Kimi K2 1T model runs on 2 512GB M3 Ultras

Model details and quantization

  • The demo uses Kimi K2 at 4‑bit quantization on two 512GB M3 Ultras; several people note this should be explicitly stated, though some assume “1T parameters” implicitly means heavy quantization.
  • There’s confusion between Kimi K2 vs K2 Thinking (K2T): they are different models with very different capabilities and post‑training. K2T is seen as closer to top-tier models like Sonnet 4.5.
  • Questions arise about context length and prefill speed; commenters warn that “it runs” at small context doesn’t imply usable performance at large, coding‑style contexts.

Behavior, style, and use cases

  • Kimi K2 is described as less capable than frontier models on complex reasoning but unusually strong at:
    • Short-form writing (emails, communication)
    • Editing and blunt critique
    • “Emotional intelligence” / social nuances in messages
    • Geospatial tasks
  • It is perceived as unusually direct, willing to call out user mistakes, and to clearly say “there is no answer in the search results.” Some users value this non‑sycophantic style.
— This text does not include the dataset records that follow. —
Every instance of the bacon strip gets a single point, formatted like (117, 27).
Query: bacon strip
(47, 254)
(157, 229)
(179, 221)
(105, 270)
Instruction-following vs pushback

  • One camp wants strict, assumption‑free instruction following (especially for coding), with the model asking clarifying questions rather than disagreeing.
  • Another camp prefers agents that take initiative, push back on dubious instructions, and warn about dangerous consequences (e.g., potential SQL injection).
  • A middle ground emerges: models should sometimes ask clarifying questions and sometimes challenge the request, but not blindly comply.

Training, architecture, and RLHF

  • Kimi is said to be based on a DeepSeek-style MoE architecture, trained with the Muon optimizer and “mainly finetuning.”
  • Debate over whether most Chinese models are downstream of DeepSeek/GPT; others point to Qwen, Mistral, Llama, ERNIE, etc. as independent efforts.
  • Several comments criticize mainstream RLHF for over-optimizing for politeness and flattery; Kimi is praised as a counterexample.

Benchmarks and prompting

  • Kimi K2 reportedly performs unusually well on the “clock test” and EQBench (with the caveat that EQBench is LLMs grading LLMs).
  • Discussion around more “linguistically technical” system prompts to force blunt, “bald-on-record” responses, illustrating how prompt wording strongly shapes behavior.
  • One commenter argues these are really “word models,” not true “language models,” since phrasing and register substantially affect outputs.

Local vs cloud, cost, and privacy

  • Running a 1T model locally on dual M3 Ultras (~$19K) is viewed by many as uneconomical versus cloud inference, especially given low personal utilization and very fast providers (Groq, Cerebras, etc.).
  • Others argue local is about:
    • Privacy and sensitive data (including “record everything” workflows and codebases)
    • Autonomy from future “enshittification” of cloud AI
    • Hobbyist experimentation and research
  • There’s disagreement over whether local makes sense only for privacy/hobby vs. future-proofing or high‑value bespoke uses.

Hardware and interconnect

  • Some speculate about macOS RDMA over Thunderbolt; the original demo is confirmed not to be using it yet, with expected future speedups.
  • Questions arise about Linux equivalents: vLLM can scale over standard Ethernet, but peak performance requires RDMA‑class interconnects.
  • Commenters also note refurbished/discounted M3 Ultras but point out that the lower-cost refurb configs don’t match the 512GB RAM spec in the demo.